# Exercise 04: Bayesian Inverse Problems

In this notebook, we finally get started with uncertainty quantification for inverse problems.

In essence, the goal of inverse problems is to infer the parameters of a physical model from observations. In the context of uncertainty quantification, we are interested in the uncertainty of the inferred parameters. In the Bayesian framework uncertainty is quantified by a probability distribution over the parameter space. In this notebook, we use Bayesian inference to infer the so-called posterior distribution of the parameters, which will be described in more detail later.

To aim of this notebook is to show how to use CUQIpy to combine the all the components needed for Bayesian inference.

**Try to run through parts 1 and 2 before working on the optional exercises**

## Learning objectives
Going through the notebook, you will learn how to:

* Load an existing inverse problem from the CUQIpy library.
* Define distributions for each of the relevant variables in the inverse problem.
* Define a Bayesian model by combining distributions into a joint distribution.
* Construct a posterior distribution by adding observed data to the joint distribution.
* Sample a posterior distribution with specific choice of sampler.
* Analyze the samples from the posterior distribution.
* Compute point estimates of posterior, e.g., MAP or ML.
* Describe how the high-level "BayesianProblem" combines the above steps into a convenient non-expert interface.


## Table of contents
1. [Defining the posterior distribution](#posterior)
2. [Sampling the posterior](#sampling)
3. [Computing point estimates of the posterior](#pointestimates) ★
4. [Connection to BayesianProblem](#BayesianProbem) ★



## Load modules
As we have seen a few times now, we start of by importing the Python packages we need (including CUQIpy).

In [None]:
import sys; sys.path.append('../../cuqipy/')
import numpy as np
import matplotlib.pyplot as plt

import cuqi
from cuqi.distribution import Gaussian, JointDistribution, GaussianCov
from cuqi.problem import BayesianProblem
from cuqi.testproblem import Deconvolution1D, Deconvolution2D


# 1. Defining the posterior distribution <a class="anchor" id="posterior"></a>

Solving a Bayesian inverse problem amounts to characterizing the so-called posterior distribution. In short, the posterior is defined (ignoring scaling constants) as products of likelihoods (the probability of the data given the parameters) and priors (the probability of the parameters given prior knowledge).

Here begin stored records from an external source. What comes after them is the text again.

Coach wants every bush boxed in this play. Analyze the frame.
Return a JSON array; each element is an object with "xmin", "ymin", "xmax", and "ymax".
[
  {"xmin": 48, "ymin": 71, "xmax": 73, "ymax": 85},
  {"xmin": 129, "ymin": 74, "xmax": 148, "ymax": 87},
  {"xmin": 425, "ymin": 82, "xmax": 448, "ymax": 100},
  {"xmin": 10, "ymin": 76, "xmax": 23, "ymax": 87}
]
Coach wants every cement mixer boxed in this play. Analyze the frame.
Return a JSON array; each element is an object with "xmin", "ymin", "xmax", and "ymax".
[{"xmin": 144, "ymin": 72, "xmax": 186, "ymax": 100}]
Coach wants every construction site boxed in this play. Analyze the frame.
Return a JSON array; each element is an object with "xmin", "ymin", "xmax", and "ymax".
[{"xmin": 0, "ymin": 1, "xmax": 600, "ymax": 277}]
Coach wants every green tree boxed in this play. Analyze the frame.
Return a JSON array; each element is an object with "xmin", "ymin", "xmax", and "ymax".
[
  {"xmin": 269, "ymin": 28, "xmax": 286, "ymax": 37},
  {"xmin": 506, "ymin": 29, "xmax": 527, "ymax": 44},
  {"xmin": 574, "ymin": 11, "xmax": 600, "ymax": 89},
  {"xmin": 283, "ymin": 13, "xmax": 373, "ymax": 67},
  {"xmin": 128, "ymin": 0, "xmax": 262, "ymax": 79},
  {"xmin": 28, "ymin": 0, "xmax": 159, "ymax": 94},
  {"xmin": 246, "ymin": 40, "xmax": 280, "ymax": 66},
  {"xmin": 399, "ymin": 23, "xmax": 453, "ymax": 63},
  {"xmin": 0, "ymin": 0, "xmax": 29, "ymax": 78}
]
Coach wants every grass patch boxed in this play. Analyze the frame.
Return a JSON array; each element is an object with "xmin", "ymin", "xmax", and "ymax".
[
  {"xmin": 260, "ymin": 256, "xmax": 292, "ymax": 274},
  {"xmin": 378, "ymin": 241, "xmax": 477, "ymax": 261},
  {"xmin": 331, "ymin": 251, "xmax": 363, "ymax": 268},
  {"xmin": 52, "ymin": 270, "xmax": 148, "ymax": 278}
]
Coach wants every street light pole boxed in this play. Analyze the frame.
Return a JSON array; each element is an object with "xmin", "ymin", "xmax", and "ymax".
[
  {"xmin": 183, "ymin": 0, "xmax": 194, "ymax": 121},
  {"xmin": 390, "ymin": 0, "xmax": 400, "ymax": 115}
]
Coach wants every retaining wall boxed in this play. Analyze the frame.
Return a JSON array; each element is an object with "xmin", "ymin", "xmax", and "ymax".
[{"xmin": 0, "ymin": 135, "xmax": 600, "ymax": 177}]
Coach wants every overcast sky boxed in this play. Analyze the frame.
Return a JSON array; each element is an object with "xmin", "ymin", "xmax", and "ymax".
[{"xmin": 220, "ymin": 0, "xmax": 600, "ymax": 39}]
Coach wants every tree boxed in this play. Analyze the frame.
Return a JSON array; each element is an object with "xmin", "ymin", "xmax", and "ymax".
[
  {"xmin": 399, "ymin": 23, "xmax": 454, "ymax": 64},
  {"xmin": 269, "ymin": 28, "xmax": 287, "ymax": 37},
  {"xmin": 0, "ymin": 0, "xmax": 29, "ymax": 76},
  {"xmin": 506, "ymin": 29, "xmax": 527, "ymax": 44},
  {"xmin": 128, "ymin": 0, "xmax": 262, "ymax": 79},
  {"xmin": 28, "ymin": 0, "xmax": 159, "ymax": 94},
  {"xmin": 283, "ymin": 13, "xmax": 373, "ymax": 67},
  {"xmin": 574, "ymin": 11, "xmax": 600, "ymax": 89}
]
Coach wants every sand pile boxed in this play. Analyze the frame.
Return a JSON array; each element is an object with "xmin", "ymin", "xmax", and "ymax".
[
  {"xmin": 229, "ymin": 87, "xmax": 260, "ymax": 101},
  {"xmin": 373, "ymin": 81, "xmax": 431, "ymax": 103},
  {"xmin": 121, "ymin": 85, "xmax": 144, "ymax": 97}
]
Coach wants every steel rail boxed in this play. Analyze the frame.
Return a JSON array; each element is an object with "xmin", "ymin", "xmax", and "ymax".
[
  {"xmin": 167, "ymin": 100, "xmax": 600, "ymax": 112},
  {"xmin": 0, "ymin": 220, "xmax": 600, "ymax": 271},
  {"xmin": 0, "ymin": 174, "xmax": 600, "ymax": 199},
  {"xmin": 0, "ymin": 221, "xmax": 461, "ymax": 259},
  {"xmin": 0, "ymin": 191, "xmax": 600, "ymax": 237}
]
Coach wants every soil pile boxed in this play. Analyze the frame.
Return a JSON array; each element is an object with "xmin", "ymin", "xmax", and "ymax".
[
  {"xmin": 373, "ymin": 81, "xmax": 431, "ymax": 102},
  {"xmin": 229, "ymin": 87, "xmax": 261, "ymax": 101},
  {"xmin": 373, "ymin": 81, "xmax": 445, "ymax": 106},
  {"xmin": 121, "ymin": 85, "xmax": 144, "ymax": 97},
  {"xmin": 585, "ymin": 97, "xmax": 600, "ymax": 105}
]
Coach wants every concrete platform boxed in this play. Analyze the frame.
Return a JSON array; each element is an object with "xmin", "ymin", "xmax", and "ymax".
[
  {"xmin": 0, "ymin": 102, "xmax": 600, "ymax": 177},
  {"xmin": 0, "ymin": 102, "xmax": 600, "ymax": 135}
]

However, before defining the posterior we first must define a deterministic forward model for the inverse problem and find some data.

## Forward model and data
Consider an inverse problem
$$y=Ax+e, \quad y\in\mathbb{R}^m, \, x\in \mathbb{R}^n,$$
where $A: \mathbb{R}^n \to \mathbb{R}^m$ is the forward model of the inverse problem and $e\in\mathbb{R}^m$ is additive measurement noise.

For this example let us revisit the `Deconvolution1D` testproblem and extract a CUQIpy model and some synthetic data (in this case generated from the default phantom).

In [None]:
# Load forward model, data and problem information
A, y_data, probInfo = Deconvolution1D.get_components(dim=50) #A, y_data, probInfo = Deconvolution1D(dim=50).model_data_info

# For convenience, we define the dimension of the domain
n = A.domain_dim

Before going further let us briefly visualize the data and compare with the exact solution to the problem. Here we should expect to see that the data is a convolved version of the exact solution with some added noise. We can also inspect the probInfo variable to get further information about the problem.

In [None]:
# Plot the data
plt.subplot(121); probInfo.exactSolution.plot(); plt.title('Exact Solution')
plt.subplot(122); y_data.plot(); plt.title('Data')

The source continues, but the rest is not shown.